Friday, February 18, 2011

Book Excerpt: ‘The Intelligent Golfer’ by Scott Martin

Following is an excerpt from The Intelligent Golfer: How to Play a Civilized Game by Scott Martin. The book is billed as “the essential guide to succeeding on the world’s finest courses.” It covers rules and etiquette, dressing for the game, surviving difficult lies, touring courses and more.

By Scott Martin
Special to ARMCHAIR GOLF


© 2011 Universe Publishing. Text © 2011 Bryan Curtis and Scott Martin. All rights reserved. Used with permission.

LET ME INTRODUCE YOU to a gentleman named Nigel Denham, not perhaps the most famous golfer of all time, but nonetheless a better-than-decent player who competed in the 1974 English Amateur Strokeplay Championship at Moortown Golf Club in Leeds, a bustling city in northern England.

Near the conclusion of his round, Denham struck his approach shot to the eighteenth green, only to watch in amazement as his ball went over the green, landed on a path in front of the clubhouse, clambered up some steps, entered an open door, and pinballed to its final resting spot on the bar, which, at the time, was populated with several members who had been enjoying a full afternoon of refreshment and banter.

As Leeds can be a somewhat muddy place, even in a biblical drought, golfers at Moortown must change their shoes before entering certain parts of the clubhouse, including the bar. So Denham dutifully removed his golf shoes and entered the fray to assess the situation.

The clubhouse was not out of bounds. Fortunately, Denham discovered that he had a clear shot to the green, albeit through a window, and simply followed the most important rule of all: play the ball as it lies. He had to move some furniture and ask the members to relocate their libations momentarily.

Denham selected a club from his bag, opened the window, and hit a fine shot that ended up a mere 12 feet from the hole, much to the amazement of the members, who expressed their admiration for the achievement.

Similar situations are, of course, extremely rare. They are so rare that Denham’s initial plight and subsequent recovery created a great deal of headscratching among the people who interpret the rules of golf in the United Kingdom, specifically a group of rules experts in the clubhouse of the Royal and Ancient Golf Club in St. Andrews, Scotland.

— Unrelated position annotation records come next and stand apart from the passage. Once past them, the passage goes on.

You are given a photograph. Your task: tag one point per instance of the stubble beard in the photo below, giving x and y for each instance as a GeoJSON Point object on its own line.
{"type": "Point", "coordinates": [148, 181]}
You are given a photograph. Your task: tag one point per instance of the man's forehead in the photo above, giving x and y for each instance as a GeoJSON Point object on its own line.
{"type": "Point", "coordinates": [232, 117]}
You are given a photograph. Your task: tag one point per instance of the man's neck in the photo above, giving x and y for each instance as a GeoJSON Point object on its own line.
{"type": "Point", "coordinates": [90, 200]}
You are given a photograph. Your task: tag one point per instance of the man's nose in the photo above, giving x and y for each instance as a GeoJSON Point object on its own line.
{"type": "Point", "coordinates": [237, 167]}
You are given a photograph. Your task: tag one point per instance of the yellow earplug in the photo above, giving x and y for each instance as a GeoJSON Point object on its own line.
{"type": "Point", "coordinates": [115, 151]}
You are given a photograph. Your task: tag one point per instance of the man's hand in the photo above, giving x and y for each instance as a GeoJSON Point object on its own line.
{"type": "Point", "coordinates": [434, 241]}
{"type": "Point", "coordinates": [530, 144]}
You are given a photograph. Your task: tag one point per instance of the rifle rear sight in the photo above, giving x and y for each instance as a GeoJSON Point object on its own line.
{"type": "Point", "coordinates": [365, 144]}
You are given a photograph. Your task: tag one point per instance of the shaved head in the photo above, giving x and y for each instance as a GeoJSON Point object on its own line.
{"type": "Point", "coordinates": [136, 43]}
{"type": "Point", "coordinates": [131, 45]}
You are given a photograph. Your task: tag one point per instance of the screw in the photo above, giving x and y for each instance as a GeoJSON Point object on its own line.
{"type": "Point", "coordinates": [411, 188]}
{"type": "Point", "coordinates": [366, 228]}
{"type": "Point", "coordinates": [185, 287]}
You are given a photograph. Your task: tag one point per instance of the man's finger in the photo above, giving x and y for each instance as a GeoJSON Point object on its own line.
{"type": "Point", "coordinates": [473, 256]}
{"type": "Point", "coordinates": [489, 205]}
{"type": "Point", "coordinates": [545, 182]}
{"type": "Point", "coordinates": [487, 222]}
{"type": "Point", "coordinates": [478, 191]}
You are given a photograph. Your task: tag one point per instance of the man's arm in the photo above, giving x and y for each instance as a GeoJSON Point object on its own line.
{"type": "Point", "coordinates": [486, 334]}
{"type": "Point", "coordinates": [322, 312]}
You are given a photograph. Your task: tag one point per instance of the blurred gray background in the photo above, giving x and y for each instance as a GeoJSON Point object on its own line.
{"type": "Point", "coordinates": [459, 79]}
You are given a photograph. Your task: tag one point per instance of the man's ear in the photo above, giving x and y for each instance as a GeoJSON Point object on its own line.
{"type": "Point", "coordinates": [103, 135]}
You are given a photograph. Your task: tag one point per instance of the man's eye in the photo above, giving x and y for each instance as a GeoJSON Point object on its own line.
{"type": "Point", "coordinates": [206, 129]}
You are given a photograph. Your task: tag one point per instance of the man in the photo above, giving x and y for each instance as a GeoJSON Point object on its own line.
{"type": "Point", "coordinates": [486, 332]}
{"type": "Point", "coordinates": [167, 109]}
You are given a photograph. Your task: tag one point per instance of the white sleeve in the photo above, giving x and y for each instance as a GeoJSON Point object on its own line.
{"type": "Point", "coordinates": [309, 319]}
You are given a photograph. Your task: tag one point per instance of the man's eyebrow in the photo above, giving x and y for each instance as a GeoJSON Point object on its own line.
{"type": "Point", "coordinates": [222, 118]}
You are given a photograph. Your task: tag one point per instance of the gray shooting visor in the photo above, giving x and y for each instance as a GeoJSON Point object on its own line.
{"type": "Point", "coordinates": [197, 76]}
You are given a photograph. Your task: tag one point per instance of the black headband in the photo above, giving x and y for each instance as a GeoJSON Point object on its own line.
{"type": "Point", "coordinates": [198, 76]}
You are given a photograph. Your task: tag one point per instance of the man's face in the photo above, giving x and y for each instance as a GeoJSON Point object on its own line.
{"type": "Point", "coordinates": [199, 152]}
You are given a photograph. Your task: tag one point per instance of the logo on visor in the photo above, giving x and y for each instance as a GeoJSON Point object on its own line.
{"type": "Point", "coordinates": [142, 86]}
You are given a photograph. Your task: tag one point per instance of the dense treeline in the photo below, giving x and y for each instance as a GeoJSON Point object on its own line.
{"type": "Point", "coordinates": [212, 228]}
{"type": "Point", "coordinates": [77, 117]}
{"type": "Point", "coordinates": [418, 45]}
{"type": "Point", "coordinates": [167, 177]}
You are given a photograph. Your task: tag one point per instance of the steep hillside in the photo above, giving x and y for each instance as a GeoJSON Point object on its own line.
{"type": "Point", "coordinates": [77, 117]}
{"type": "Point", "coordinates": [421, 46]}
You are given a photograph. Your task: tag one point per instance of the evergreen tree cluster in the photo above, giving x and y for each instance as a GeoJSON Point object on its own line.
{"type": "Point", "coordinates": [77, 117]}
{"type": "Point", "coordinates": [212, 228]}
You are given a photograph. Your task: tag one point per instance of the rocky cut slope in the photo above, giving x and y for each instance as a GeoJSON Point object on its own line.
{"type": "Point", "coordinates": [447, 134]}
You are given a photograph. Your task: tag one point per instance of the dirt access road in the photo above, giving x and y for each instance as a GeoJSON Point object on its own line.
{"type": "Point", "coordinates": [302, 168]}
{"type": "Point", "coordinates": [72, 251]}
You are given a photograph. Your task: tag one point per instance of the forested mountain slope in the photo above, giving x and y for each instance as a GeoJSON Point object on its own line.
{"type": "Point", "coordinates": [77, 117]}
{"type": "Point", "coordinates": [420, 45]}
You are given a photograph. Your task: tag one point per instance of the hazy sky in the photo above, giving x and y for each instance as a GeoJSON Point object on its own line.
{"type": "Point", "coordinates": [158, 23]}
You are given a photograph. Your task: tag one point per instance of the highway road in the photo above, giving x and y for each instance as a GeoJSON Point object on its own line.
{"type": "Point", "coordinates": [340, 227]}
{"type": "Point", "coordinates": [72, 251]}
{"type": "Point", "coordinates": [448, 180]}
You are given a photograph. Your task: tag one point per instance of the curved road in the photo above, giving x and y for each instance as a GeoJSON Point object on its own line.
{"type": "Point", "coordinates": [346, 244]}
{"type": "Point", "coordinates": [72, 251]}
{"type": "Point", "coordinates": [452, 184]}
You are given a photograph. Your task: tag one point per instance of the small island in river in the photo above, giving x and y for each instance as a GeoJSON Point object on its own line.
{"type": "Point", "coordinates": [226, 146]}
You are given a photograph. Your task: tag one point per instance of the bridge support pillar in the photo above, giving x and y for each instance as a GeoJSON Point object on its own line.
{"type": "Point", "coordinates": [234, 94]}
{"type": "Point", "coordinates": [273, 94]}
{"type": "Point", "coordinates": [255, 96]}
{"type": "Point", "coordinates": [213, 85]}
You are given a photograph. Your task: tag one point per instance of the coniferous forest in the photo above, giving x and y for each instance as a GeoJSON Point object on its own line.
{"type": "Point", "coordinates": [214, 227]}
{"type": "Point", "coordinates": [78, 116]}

Golf has a set of official rules that fit neatly into a small pocket-sized booklet appropriately titled The Rules of Golf. However, the accompanying tome, Decisions on the Rules of Golf, weighs 1.3 pounds and has 670 pages. This proves that while golf can sometimes seem like an easy game to understand, the written rules are usually mysterious, indecipherable, occluded, baffling, foggy, and bizarre.

Thankfully, and ironically, golf’s unwritten rules are much easier to understand. Many people who take up golf leave the game shortly after their first foray because they feel intimidated, clumsy, and very much on the outside looking in, most often because their knowledge of basic etiquette is sparse, which is a pity.

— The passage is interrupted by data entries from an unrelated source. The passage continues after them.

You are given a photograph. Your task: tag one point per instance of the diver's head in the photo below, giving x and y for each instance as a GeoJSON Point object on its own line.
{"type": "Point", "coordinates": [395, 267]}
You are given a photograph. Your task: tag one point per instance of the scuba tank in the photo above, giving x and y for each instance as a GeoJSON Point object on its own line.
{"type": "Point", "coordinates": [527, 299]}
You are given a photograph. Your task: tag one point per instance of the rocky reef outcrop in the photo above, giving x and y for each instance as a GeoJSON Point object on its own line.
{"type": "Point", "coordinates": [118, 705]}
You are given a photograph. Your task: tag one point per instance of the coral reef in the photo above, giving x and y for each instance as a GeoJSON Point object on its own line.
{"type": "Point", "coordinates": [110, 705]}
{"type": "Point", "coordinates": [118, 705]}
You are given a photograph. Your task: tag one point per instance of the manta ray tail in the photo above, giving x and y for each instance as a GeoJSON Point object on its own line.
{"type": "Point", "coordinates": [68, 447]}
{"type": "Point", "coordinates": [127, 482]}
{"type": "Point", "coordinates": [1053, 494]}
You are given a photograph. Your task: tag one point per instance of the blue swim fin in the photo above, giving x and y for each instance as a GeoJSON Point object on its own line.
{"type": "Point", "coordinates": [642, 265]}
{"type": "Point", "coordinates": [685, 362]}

As Dana Rader, the founder of the Dana Rader Golf School in Charlotte, North Carolina, says, the goal of every golfer and everyone in golf should be to grow the game. So this book represents my way of making that happen by helping you feel at ease with the game, its people, and its surroundings so that you feel confident and comfortable wherever you happen to find yourself in the golf universe.